Secret	Where	Protection
`JWT_SECRET`	control-plane env (`.env`, gitignored)	32+ random bytes; signs admin sessions
`POSTGRES_PASSWORD`	`.env`	not host-exposed; compose net only
Tenant API keys	DB (SHA-256 hash) + tenant’s `.secrets/`	hashed at rest; shown once
mTLS CA + certs	`deploy/seppelabs/certs/` (gitignored)	filesystem perms; manual rotation
Tenant workload secrets	dispatched per workload	validated (`secretrules`); injected as env
B2 application key	`.env`	scoped to the backup bucket
Solana treasury key	control-plane volume	devnet only today

Rules enforced in CI / review:

No hardcoded secrets in source (see rules/common/security.md).
.env and certs/ are gitignored; .env.example ships placeholders.
Build toolchain pinned to a patched Go; govulncheck blocks reachable stdlib/dependency CVEs in CI and at release.

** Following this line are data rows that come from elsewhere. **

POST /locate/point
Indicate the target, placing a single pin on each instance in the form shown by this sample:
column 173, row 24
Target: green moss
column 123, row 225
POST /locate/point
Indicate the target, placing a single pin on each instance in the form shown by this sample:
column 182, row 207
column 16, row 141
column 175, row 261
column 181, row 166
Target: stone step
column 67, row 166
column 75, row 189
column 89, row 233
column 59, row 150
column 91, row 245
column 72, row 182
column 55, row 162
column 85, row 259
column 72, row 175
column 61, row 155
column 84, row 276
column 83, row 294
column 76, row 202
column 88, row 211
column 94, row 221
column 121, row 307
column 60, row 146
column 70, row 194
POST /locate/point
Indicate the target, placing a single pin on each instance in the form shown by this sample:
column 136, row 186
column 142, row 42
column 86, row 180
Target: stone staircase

6. Checklist when adding an endpoint or handler

Preserve these invariants — they are the load-bearing parts of the model:

Scope every query to GetTenantID(ctx); never trust a tenant id from the request body/path (prevents cross-tenant IDOR).
Put machine-facing routes behind RequireScope with the least scope that works; don’t reach for admin-only/JWT unless it’s a human portal action.
Validate all external input at the boundary; for any outbound fetch derived from tenant input, apply the SSRF guard.
Never log secrets, API-key plaintext, or full tokens.
Return generic auth errors (no “user not found” vs “bad password” oracles).
Add a test that an unauthenticated / wrong-tenant / wrong-scope caller is rejected.

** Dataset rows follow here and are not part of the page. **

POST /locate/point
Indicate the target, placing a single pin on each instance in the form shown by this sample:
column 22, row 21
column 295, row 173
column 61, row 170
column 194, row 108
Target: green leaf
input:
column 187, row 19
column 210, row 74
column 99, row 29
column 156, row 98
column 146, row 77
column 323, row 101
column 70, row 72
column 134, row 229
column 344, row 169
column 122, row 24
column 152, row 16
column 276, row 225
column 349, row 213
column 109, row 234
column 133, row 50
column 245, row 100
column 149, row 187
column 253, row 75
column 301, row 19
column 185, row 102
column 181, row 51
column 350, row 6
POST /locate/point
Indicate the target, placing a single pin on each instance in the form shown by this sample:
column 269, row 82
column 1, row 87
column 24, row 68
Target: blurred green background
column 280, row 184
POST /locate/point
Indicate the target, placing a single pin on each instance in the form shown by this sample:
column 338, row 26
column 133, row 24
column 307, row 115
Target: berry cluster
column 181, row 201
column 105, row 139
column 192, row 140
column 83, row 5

7. Open security items (tracked)

Honest backlog — none are blocking first-party (Coledex) operation, but each is required before the corresponding expansion:

Edge rate limiting on the public API (per-key + per-IP). Required before exposing self-serve signup widely.
age-encrypt backups (BACKUP_AGE_RECIPIENT) with an offline/hardware-stored key. Required to consider B6 hardened.
Workload isolation hardening (rootless/userns, seccomp/AppArmor, or gVisor/Kata). Required before running untrusted third-party tenant images at B4.
Agent cert revocation (CRL/OCSP or short-lived certs + rotation). Required before onboarding third-party providers at B2.
CA key custody (HSM/KMS, documented rotation). Same trigger as #4.
Alertmanager + paging so the security/health alert rules actually notify (currently visible-only). See deploy/seppelabs/alerts.yml.
Mainnet settlement hardening (key custody, multisig) before B7 leaves devnet.
gosec static analysis in CI to complement govulncheck (vuln scanning ≠ static analysis).

Maintained alongside the code. When you change an auth path, a trust boundary, or a secret’s handling, update the relevant section here in the same PR.